Comment 12 Oleg Nesterov 2011-08-26 16:31:06 UTC
I am puzzled. And I don't know what exactly fails. OK, perhaps
gdb tries to attach (or auto-attach) to the forked task. I don't
think http://git.kernel.org/?p=linux/kernel/git/torvalds/linux-2.6.git;a=commitdiff;h=068e35eee9ef98eb4cab55181977e24995d273be can make
any difference.

And yes, we have the problems with the pid_ns here, but utrace
looks bug-compatible in this respect. I'll try to investigate
when I reserve the testing machine.

Comment 13 Oleg Nesterov 2011-08-26 16:34:23 UTC
(In reply to comment #10)
> I get the same error (waiting for child: No child processes.) from a very
> simple pthreads example program, using 2.6.35.12-90.fc14.i686  --  This happens
> immediately after the call to pthread_create()

Aha, I didn't notice this message. So, yes, it seems that something
is wrong with pids... May be.

Any chance you can confirm that this doesn't happen without
CONFIG_UTRACE or with upstream kernel?

Comment 14 Oleg Nesterov 2011-08-27 13:42:33 UTC
(In reply to comment #12)
> 
> And yes, we have the problems with the pid_ns here, but utrace
> looks bug-compatible in this respect.

Ooh, it is not. Can't understand how I didn't notice this before.

> I'll try to investigate
> when I reserve the testing machine.

unneeded. I'm pretty sure I understand the problem.

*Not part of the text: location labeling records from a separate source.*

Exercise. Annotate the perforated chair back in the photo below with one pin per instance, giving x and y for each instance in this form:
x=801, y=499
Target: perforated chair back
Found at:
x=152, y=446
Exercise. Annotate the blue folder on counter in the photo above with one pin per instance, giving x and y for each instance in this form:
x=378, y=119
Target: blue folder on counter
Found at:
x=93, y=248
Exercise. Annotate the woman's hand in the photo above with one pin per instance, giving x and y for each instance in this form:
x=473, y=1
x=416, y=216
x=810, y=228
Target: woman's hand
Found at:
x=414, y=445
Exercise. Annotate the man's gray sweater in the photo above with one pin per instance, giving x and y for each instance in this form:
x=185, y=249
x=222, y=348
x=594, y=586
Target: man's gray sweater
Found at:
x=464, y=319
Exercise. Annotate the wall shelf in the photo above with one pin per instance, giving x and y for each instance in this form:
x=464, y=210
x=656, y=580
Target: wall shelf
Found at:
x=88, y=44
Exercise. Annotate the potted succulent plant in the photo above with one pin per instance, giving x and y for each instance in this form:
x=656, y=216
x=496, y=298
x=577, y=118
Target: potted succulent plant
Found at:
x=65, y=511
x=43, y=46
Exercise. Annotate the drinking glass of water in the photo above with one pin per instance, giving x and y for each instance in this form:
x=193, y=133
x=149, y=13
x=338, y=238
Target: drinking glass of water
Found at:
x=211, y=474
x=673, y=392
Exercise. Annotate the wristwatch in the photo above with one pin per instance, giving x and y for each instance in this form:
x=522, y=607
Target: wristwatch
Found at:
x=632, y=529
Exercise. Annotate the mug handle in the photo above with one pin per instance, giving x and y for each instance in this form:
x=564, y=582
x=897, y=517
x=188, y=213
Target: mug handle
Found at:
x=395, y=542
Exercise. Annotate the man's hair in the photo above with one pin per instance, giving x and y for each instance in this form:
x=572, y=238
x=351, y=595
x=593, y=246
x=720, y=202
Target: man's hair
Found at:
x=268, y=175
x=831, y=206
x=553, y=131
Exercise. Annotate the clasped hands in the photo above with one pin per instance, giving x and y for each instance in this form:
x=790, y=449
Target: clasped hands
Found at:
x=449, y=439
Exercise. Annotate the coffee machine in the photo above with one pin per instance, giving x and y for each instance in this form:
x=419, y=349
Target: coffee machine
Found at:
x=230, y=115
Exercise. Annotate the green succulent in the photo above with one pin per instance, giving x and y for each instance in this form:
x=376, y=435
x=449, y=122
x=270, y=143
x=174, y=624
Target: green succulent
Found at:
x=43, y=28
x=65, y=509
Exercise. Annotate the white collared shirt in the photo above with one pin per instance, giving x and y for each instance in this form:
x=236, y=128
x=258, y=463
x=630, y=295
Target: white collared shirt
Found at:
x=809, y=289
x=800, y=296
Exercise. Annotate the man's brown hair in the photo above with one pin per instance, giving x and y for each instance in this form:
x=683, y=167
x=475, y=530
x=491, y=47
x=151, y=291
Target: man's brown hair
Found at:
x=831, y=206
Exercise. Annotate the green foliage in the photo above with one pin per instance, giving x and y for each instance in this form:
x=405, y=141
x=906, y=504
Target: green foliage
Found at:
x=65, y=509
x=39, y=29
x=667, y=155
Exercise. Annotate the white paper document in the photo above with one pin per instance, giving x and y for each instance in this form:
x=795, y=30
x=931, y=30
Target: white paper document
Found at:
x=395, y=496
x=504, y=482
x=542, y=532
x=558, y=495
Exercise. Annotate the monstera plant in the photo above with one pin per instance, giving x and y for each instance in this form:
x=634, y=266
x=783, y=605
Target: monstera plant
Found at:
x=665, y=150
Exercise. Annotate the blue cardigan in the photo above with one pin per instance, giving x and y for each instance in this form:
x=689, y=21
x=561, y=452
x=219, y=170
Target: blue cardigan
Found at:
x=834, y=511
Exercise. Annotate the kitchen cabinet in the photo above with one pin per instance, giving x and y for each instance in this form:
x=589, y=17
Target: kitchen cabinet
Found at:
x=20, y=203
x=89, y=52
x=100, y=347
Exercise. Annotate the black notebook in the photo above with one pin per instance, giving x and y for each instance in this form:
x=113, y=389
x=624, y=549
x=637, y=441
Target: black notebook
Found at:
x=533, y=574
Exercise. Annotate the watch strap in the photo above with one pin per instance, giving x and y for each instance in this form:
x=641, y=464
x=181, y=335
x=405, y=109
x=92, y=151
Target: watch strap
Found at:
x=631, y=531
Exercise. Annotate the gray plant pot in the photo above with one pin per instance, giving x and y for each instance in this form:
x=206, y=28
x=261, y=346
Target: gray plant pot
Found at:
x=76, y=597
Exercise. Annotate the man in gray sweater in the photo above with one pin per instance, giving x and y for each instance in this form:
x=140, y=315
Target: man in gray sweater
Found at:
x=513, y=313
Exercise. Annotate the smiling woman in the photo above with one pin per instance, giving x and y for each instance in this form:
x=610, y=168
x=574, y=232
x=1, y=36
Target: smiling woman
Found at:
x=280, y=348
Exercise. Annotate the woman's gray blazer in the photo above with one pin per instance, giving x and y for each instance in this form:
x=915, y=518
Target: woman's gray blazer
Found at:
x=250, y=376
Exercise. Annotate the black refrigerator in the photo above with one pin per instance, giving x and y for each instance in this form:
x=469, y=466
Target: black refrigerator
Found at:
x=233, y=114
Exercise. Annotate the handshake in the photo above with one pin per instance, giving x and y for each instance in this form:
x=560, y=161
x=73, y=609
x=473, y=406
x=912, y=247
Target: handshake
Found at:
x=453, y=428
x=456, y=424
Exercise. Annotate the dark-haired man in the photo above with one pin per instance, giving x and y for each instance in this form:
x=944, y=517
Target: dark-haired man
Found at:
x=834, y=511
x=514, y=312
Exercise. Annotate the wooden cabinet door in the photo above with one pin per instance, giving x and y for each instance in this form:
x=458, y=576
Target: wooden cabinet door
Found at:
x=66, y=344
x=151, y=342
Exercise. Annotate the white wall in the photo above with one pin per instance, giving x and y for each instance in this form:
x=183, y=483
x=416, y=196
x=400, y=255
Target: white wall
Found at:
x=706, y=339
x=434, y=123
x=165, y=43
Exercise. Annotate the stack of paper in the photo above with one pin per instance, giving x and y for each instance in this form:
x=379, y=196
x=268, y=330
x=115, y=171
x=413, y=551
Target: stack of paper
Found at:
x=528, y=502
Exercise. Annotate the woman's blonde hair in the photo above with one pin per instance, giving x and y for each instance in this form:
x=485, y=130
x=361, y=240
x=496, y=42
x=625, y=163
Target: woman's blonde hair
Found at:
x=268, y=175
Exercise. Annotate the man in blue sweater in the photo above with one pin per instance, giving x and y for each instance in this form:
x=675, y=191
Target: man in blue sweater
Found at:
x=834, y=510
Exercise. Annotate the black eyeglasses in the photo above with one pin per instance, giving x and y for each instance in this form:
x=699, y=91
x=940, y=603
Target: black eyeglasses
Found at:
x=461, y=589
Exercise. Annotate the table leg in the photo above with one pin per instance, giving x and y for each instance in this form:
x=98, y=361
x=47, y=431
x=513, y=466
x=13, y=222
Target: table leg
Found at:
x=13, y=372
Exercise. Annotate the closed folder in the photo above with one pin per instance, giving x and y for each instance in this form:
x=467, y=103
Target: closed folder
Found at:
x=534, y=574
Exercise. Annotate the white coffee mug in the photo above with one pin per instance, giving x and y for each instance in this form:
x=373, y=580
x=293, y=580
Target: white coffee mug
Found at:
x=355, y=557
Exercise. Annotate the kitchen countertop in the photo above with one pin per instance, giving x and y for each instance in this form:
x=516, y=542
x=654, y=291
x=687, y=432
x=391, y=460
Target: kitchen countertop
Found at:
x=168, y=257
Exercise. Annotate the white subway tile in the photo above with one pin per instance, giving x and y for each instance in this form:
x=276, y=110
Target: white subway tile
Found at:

Comment 15 Oleg Nesterov 2011-08-27 17:54:07 UTC
[PATCH F-14] bz#573210: ptrace-utrace: fix PTRACE_GETEVENTMSG(pid) in LXC
http://lists.fedoraproject.org/pipermail/kernel/2011-August/003340.html

Comment 16 Josh Boyer 2011-08-29 13:31:11 UTC
I've committed the patch from comment #15.  This should be in the next F14 kernel build.

Comment 17 Fedora Update System 2011-09-01 15:24:55 UTC
kernel-2.6.35.14-96.fc14 has been submitted as an update for Fedora 14.
https://admin.fedoraproject.org/updates/kernel-2.6.35.14-96.fc14

Comment 18 Fedora Update System 2011-09-02 05:29:49 UTC
Package kernel-2.6.35.14-96.fc14:
* should fix your issue,
* was pushed to the Fedora 14 testing repository,
* should be available at your local mirror within two days.
Update it with:
# su -c 'yum update --enablerepo=updates-testing kernel-2.6.35.14-96.fc14'
as soon as you are able to, then reboot.
Please go to the following url:
https://admin.fedoraproject.org/updates/kernel-2.6.35.14-96.fc14
then log in and leave karma (feedback).

Comment 19 Fedora Update System 2011-09-06 23:57:52 UTC
kernel-2.6.35.14-96.fc14 has been pushed to the Fedora 14 stable repository.  If problems still persist, please make note of it in this bug report.